Олаф затих, заснул, зато Говену стало беспокойно. Он вдруг увидел, что к нему приближается ряса – да-да, ряса, но сама по себе или будто надетая на монаха-невидимку. Ряса подошла к трясущемуся от ужаса Говену и грозно подняла левый рукав. Говен взвизгнул и выскочил на двор, ряса – следом. Она гонялась за предателем до тех пор, пока тот не рухнул в сугроб. Последнее, что увидел Говен, – склонившееся над ним красивое бесстрастное лицо Медведицы. «Ведьма!» – крикнул он, задёргался и испустил дух.
* * *
Отъевшись и отоспавшись, святые братья разбрелись по весям проверять, правильно ли люди Христа любят и что там у них в загашниках. Пожгли деревень немало. Ткачи же сигтунские учились у Медведицы делать непромокаемо-непробиваемую ткань. Горбатый Фома взял на воспитание её дочку – то ли полюбил ребёнка, то ли держал при себе, чтобы мать не сбежала; дарил из сундучка дорогие вещички, рассказывал про Пречистую, учил бормотать на латыни. Мужу Медведицы, которому всё это не очень-то нравилось, заехал с ноги в живот и пригрозил отрубить голову. Тот затих и больше не высовывался, только просил Чудика не показываться на глаза шведам. Правда, горбатый крестоносец не обращал на мальчика никакого внимания, равнодушно смотрел, как тот улепётывает от него, словно гусёнок, в молодые лопухи.

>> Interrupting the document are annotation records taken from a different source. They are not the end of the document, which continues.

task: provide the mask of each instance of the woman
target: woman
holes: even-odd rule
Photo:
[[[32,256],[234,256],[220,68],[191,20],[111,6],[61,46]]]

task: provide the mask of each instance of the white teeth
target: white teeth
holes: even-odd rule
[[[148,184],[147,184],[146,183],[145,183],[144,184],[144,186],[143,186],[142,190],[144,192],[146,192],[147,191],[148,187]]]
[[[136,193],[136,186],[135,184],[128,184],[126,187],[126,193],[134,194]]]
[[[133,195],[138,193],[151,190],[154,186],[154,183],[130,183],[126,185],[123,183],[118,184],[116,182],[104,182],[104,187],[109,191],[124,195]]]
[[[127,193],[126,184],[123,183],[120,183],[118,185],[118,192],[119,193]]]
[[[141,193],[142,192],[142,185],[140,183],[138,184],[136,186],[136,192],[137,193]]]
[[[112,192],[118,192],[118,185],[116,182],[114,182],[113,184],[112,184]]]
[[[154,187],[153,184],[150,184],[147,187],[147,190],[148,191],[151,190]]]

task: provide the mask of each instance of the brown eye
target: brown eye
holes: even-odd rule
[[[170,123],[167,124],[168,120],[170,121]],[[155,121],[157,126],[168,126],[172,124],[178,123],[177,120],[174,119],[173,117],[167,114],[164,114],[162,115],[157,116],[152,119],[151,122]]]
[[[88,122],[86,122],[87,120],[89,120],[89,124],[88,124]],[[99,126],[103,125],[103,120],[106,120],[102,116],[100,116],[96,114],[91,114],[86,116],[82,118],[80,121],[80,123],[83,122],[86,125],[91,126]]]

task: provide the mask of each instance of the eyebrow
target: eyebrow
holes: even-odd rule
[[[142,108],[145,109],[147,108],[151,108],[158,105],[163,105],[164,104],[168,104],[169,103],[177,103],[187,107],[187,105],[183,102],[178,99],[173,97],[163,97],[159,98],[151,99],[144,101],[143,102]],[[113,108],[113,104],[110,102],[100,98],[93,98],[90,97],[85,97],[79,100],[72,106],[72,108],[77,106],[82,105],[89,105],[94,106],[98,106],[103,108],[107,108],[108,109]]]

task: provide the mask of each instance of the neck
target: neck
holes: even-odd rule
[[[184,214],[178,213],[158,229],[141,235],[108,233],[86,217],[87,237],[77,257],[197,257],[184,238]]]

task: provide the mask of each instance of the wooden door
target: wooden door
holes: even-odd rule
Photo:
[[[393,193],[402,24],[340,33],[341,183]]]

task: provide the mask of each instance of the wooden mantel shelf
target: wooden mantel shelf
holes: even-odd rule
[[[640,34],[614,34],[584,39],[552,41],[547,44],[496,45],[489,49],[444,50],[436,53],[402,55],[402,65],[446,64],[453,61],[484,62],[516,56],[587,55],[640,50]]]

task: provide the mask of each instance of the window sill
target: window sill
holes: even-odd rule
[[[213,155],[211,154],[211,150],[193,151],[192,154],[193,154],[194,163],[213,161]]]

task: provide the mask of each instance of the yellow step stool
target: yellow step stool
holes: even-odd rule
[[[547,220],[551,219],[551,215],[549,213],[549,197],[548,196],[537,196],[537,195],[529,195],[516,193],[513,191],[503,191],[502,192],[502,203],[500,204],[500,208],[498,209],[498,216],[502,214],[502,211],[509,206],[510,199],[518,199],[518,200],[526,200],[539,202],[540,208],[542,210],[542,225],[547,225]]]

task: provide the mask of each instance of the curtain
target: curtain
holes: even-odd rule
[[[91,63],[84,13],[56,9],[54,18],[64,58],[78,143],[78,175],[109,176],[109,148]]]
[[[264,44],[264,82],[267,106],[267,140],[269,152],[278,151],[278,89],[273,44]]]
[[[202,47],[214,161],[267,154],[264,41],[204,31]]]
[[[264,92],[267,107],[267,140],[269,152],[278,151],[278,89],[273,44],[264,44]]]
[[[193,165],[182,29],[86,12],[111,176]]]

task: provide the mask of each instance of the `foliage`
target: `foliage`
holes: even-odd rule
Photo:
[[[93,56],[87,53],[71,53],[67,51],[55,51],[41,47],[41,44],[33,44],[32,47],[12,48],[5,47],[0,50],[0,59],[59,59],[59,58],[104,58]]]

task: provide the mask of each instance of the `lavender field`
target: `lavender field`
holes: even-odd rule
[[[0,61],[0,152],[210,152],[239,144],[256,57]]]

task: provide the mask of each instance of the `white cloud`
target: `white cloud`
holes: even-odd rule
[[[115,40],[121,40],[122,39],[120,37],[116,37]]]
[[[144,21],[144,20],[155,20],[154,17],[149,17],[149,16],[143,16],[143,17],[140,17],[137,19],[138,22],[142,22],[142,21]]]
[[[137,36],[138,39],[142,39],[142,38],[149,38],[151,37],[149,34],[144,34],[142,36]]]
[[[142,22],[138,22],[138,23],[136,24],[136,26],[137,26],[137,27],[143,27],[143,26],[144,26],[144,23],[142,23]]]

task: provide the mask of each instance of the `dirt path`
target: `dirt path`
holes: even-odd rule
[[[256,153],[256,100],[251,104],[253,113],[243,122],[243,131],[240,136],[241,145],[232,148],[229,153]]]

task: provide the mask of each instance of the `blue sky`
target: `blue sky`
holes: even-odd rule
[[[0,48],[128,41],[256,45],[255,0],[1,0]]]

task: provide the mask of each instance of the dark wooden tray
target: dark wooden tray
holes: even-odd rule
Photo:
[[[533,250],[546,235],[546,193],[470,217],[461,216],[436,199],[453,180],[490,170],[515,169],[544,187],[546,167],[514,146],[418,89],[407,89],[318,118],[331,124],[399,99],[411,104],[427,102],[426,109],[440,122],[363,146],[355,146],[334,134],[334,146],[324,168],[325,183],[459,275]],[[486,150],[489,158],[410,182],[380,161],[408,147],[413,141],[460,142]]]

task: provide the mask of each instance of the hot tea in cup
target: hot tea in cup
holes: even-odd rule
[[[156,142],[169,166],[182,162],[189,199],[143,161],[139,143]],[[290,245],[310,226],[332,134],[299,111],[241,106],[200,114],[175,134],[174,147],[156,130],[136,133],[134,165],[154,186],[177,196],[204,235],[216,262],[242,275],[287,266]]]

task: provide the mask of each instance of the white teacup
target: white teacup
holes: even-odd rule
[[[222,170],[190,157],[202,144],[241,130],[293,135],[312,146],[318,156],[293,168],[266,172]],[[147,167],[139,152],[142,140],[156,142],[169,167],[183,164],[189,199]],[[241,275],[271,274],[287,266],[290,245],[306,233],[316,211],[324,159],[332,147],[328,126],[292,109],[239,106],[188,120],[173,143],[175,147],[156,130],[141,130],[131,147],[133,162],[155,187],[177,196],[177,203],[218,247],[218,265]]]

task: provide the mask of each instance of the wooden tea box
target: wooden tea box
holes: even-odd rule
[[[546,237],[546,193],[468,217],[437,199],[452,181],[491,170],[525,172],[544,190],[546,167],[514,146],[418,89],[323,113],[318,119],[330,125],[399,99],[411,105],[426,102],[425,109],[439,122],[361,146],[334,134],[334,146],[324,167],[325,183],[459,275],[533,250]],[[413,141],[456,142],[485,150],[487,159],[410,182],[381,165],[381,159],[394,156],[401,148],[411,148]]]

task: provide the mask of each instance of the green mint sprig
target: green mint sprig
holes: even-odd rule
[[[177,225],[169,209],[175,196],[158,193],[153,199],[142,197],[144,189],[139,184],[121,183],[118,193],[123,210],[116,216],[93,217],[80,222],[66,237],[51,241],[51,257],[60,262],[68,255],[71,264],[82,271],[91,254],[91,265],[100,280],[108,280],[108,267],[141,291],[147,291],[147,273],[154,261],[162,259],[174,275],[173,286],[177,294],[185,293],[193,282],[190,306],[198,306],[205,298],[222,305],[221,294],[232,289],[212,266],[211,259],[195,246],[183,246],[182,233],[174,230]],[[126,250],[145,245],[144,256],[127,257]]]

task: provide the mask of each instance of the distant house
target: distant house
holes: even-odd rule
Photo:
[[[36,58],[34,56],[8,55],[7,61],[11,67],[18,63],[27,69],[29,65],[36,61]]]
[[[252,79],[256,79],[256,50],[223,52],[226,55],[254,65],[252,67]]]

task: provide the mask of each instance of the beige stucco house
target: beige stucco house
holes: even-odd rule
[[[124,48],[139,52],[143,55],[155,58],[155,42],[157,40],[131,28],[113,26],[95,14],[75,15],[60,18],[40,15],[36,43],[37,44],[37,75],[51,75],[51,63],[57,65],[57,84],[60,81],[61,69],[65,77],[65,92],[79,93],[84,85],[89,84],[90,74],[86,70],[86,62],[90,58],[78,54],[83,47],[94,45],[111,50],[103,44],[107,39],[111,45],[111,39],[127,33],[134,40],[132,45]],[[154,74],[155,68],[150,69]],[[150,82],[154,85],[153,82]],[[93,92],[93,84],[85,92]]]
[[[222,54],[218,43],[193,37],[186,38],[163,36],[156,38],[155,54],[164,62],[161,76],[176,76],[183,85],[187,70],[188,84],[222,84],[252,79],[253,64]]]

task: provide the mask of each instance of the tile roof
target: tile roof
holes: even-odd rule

К лету земля впитала вешние воды, дороги подсохли. Шведы решили не дожидаться, когда новгородские придут с топориками, и по-тихому убраться домой, прихватив с собой мастерицу Медведицу. Ясным утром вышли из Нуолей. Женщину никто не неволил, она сама бежала за Горбатым Фомой, который ехал на коне, держа перед собой её дочку.
Руна третья
Фома дарит плащ Богородице
На корабле Медведица слегла, чем дальше её увозили от родной земли, тем хуже становилось. Горбун жарко молился Пречистой, чтобы та спасла ткачиху Ингегерд. Её дочку он называл Трин.
Трин впервые видела море, оно её поразило своей мощью и величиной: «Сколько воды!» Снасти гудели под напором ветра. Фома говорил, что это стонут души некрещёных утопленников. Из свинцовой воды ему кивали и подмигивали чьи-то рожи, он плевал за борт и махал руками.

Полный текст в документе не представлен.